With Sarah, we have a bit of the same motor profile, that is to say we operate in the same way to move the kayak forward.

We all paddle pretty much the same way, but some are more vertical, others more horizontal, in the way they paddle in the water.

It's full of very technical little subtleties like that.

"

We will skip the details, especially on the use of an inertial unit to try to analyze the shape of the paddle stroke of the athletes.

Still, the following week, the duo finished fifth in a World Cup round.

Then very quickly a podium will come, then a title of European champions.

“We immediately had great sensations, and what is great is that we are very complementary.

Where I am going to start very hard and very quickly, and rather tighten the engine at the end, Manon will hold on, ”notes the more experienced of the two.

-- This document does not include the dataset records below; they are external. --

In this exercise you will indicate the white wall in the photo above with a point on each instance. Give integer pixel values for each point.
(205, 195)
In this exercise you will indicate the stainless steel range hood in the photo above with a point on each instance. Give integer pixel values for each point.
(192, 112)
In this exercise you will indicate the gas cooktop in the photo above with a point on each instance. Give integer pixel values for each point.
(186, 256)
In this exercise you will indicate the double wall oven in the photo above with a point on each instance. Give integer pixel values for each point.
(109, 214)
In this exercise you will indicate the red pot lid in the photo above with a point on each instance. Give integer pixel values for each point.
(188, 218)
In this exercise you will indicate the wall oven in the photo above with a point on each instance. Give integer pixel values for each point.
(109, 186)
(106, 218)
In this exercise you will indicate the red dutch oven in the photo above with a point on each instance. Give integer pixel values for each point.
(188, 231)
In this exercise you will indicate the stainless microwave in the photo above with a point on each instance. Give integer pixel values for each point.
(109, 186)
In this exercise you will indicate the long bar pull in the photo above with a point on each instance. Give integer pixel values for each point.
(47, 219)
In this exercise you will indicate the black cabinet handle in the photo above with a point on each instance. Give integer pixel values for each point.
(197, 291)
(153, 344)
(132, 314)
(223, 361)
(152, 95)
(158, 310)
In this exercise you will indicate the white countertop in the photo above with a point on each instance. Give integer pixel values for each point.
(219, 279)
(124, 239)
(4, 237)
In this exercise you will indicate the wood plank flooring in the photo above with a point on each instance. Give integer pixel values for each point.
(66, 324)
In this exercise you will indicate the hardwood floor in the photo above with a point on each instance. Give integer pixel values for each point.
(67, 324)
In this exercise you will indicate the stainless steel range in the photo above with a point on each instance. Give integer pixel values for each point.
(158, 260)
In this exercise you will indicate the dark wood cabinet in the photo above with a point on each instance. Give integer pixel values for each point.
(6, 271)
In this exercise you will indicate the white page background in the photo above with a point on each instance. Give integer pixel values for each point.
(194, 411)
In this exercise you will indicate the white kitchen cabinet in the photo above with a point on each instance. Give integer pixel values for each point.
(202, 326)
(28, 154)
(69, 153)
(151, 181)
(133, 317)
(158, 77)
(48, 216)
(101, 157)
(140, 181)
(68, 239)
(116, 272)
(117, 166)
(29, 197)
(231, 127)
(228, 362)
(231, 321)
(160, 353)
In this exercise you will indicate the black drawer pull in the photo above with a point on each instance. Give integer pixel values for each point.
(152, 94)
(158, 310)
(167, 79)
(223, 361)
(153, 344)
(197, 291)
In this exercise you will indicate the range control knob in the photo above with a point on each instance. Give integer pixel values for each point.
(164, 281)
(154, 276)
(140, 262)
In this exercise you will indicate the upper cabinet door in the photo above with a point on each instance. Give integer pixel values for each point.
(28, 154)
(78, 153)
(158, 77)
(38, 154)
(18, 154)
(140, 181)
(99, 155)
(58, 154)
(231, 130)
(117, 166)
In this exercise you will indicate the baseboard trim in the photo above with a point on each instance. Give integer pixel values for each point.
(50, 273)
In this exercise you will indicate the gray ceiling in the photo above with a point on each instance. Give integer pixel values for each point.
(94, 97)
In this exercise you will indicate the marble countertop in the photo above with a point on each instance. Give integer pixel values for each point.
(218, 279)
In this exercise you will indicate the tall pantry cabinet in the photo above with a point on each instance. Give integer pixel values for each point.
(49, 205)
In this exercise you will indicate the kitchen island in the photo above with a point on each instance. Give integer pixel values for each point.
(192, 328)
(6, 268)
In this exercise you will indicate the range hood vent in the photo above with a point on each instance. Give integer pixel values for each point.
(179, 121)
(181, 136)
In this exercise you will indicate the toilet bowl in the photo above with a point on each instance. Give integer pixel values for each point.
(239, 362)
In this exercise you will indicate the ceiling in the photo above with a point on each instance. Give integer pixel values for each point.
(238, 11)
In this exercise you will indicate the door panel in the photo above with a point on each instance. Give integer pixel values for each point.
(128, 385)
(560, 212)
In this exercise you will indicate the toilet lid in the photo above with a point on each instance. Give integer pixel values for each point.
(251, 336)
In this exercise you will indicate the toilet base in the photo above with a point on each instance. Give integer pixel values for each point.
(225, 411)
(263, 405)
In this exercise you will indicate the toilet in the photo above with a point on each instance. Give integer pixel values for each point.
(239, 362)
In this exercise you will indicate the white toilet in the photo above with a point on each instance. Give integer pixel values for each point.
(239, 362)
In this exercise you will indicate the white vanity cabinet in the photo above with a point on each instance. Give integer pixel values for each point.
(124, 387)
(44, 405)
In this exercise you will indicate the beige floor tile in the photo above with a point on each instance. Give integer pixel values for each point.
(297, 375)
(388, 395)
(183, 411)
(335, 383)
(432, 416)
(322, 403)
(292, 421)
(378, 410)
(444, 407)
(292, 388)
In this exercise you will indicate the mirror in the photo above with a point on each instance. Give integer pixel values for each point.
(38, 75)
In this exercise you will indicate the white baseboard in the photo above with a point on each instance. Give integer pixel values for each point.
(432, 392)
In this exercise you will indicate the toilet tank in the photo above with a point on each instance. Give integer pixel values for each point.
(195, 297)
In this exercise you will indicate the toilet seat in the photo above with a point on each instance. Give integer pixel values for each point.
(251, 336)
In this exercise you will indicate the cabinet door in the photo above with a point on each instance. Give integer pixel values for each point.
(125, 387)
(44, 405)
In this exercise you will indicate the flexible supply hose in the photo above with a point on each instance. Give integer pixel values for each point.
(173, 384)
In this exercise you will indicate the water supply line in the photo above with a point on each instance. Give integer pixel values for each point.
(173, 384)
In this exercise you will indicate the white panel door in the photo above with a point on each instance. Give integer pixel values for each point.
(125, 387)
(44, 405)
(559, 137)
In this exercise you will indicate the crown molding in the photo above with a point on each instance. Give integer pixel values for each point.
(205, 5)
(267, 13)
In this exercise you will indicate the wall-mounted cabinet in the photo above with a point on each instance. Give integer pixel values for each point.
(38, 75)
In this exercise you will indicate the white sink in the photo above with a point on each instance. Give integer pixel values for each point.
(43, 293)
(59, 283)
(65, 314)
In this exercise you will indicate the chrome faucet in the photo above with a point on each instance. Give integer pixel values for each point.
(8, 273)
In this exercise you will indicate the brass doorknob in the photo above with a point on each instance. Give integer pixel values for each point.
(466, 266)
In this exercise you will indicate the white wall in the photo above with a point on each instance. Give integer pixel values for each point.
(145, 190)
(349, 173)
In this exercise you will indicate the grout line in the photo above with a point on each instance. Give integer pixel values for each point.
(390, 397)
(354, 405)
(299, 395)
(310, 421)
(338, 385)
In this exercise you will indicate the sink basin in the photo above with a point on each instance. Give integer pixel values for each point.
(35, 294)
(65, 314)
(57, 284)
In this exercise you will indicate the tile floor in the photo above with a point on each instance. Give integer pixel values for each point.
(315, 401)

“These results solidified our emerging duo.

In almost a month, we really found each other finally, adds the youngest.

It was that there was also a good feeling.

"

  • Everyone's role in the boat

“The start for me, to go the distance for her, summarizes Sarah Guyot.

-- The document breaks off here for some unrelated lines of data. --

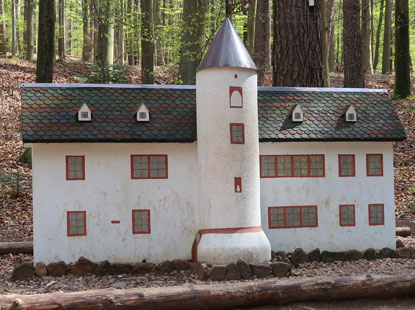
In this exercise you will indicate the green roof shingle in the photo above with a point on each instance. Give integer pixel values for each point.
(49, 114)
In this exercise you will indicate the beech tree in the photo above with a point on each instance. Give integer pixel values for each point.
(297, 53)
(192, 39)
(3, 41)
(147, 42)
(402, 56)
(46, 41)
(387, 38)
(352, 45)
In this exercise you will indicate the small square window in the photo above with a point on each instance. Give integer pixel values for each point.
(374, 164)
(75, 167)
(376, 214)
(141, 222)
(292, 217)
(284, 166)
(237, 133)
(267, 166)
(347, 166)
(149, 166)
(76, 223)
(300, 165)
(347, 215)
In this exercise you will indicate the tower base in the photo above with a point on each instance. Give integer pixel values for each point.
(218, 246)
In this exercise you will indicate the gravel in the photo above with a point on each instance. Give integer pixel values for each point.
(71, 283)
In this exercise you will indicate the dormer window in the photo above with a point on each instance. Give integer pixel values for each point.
(351, 114)
(143, 114)
(297, 114)
(84, 113)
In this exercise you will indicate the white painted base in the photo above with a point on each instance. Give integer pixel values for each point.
(252, 247)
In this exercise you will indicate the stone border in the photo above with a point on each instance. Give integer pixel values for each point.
(279, 266)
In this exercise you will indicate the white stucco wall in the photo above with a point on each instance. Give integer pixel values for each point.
(330, 192)
(108, 193)
(220, 162)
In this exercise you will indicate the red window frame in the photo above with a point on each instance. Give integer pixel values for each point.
(233, 89)
(367, 165)
(68, 231)
(383, 214)
(292, 166)
(340, 215)
(285, 217)
(354, 165)
(67, 167)
(148, 163)
(133, 221)
(242, 125)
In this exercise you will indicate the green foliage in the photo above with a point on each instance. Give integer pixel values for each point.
(106, 74)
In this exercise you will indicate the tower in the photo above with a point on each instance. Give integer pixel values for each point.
(228, 154)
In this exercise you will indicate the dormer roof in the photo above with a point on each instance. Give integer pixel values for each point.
(227, 50)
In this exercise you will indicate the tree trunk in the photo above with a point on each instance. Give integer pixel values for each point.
(192, 39)
(367, 35)
(251, 26)
(46, 41)
(221, 295)
(352, 45)
(120, 32)
(330, 22)
(86, 42)
(14, 39)
(29, 30)
(402, 56)
(325, 43)
(378, 31)
(61, 37)
(387, 39)
(147, 42)
(262, 40)
(297, 46)
(3, 45)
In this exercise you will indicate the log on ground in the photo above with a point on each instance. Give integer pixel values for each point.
(16, 247)
(220, 295)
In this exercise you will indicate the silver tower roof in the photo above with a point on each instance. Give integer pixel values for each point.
(227, 50)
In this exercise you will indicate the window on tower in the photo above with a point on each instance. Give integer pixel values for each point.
(237, 133)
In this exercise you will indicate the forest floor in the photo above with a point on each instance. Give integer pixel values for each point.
(16, 196)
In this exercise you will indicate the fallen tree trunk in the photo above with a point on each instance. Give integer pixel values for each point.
(403, 231)
(220, 295)
(16, 247)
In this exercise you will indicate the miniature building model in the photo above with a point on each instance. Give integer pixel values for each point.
(247, 179)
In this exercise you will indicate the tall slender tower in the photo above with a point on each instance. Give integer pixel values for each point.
(228, 154)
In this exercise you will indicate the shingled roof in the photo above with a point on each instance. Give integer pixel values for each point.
(49, 114)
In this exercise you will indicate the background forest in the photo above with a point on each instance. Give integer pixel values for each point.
(293, 42)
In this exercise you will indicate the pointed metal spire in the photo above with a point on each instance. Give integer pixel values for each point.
(227, 50)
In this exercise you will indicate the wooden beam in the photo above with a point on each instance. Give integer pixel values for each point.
(220, 295)
(16, 247)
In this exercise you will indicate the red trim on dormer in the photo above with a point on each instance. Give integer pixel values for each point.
(354, 165)
(367, 165)
(68, 231)
(238, 89)
(340, 215)
(148, 166)
(67, 167)
(231, 125)
(133, 221)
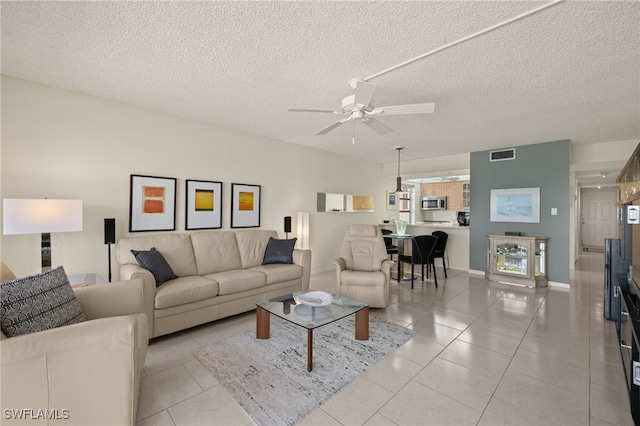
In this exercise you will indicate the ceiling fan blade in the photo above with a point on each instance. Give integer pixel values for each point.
(333, 126)
(363, 93)
(314, 110)
(377, 126)
(403, 109)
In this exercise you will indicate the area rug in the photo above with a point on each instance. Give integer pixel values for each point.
(269, 378)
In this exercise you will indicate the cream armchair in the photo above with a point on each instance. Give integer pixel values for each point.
(363, 268)
(86, 373)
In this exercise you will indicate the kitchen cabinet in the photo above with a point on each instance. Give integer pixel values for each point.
(433, 189)
(517, 260)
(458, 195)
(362, 203)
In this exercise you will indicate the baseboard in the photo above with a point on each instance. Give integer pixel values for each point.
(560, 285)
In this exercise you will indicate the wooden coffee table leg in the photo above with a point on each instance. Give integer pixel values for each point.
(263, 323)
(309, 349)
(362, 324)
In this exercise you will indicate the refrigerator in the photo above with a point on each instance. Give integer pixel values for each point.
(614, 266)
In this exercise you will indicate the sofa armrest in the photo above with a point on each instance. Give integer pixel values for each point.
(303, 258)
(77, 370)
(130, 271)
(117, 298)
(386, 266)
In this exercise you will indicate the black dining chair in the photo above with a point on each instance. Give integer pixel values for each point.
(422, 247)
(388, 242)
(438, 252)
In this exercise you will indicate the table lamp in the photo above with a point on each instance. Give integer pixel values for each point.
(43, 216)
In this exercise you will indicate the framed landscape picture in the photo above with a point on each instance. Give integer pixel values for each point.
(203, 205)
(152, 203)
(245, 206)
(515, 205)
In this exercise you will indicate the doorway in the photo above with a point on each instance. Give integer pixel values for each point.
(597, 217)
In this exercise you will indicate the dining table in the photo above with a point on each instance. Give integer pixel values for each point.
(400, 238)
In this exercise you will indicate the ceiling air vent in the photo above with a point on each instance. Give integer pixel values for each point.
(502, 155)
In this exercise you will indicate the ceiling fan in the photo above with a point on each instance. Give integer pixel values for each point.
(359, 106)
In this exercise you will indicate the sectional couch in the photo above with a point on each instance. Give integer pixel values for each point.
(219, 274)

These are our distinct qualities.

Then, the goal is to get closer to each other, to each other's strengths, so that we can have the best possible race together.

I feel what she's doing, she feels what I'm doing, and we adjust to the second.

"

You might think that everything happens in the stroke of the paddle, but no. While cadence is vital, a large part of the success is played out… where the spectator does not have access, that is to say under the hull. “The legs are 80% of the feeling,” resumed the European single-seater champion in 2015. This is where we hold the boat, where we put the energy. "

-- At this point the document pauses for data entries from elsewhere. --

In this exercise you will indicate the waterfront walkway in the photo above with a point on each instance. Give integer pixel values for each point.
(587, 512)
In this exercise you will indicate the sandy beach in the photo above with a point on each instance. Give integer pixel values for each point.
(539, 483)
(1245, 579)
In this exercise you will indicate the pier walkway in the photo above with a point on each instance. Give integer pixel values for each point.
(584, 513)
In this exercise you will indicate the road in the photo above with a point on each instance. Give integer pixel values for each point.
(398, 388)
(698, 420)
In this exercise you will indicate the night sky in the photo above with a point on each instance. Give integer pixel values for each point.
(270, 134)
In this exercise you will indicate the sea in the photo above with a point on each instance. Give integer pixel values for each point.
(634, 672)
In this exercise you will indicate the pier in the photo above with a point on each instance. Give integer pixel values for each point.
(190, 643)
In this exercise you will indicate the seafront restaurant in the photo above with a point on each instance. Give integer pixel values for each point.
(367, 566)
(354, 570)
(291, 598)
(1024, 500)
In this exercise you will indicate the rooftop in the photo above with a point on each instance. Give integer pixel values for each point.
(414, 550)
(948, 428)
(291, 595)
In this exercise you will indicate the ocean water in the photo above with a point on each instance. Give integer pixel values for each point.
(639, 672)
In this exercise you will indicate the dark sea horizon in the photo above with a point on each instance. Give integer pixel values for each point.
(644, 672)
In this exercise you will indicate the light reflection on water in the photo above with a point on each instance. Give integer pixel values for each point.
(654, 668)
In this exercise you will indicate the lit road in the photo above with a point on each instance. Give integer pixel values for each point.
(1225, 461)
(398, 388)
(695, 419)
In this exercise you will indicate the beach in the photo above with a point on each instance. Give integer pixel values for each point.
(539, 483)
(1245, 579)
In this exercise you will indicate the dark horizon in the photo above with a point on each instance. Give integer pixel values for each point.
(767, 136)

“The synchro is more the person behind, so Sarah, engages her teammate.

Me, up front, I try to be as regular as possible.

If I'm a little early or late, I immediately feel it.

She's very powerful, so I can easily sense what she's doing.

It helps me settle down.

And then, the goal of the game is as clear as it is complex to implement: to resist and hold together until the finish.

“We know we're fine when we have the impression of being in our car, but with an engine,” smiles Manon Hostens.

There I know that the symbiosis is perfect.

"

  • Affinities ... or not

Is it better to get along well in a team to be competitive? The eternal question, which will always have its examples and its counter-examples. To stay in K2, the last medalist girls, Marie Delattre-Demory and Anne-Laure Viard (bronze in Beijing), were not really friends. "It's possible to be efficient without getting along, I've seen plenty of it in my career," says Jean-Pascal Crochet. “The important thing is to have a common goal. It is he who dominates, explains Sarah Guyot. Afterwards, we don't have this problem, and so much the better. It can waste energy not to get along. Knowing that you can communicate without being afraid of hurting the other, saying things to each other, it saves time. "

With Manon Hostens, they went on vacation several times together, just to strengthen ties.

“We built this boat, we want to have world medals, Olympic medals, so we look after our relationship, adds the Périgourdine.

By looking at each other, we know if the other is good or not.

Getting along also helps to overcome difficult times, not to get discouraged.

"

Our dossier on the 2021 Olympics

Their coach takes a positive view of this state of mind.

He could not say if his two proteges are efficient because they are friends or friends because they are efficient, but the main thing is what has been happening between them for three years now.

“I don't know if they will still be this close in 10 years,” he said.

But today, they get along very well and are armed to go looking for big perfs.

On our side, we feel a little better prepared to try our luck again in Sauze's terrible straight.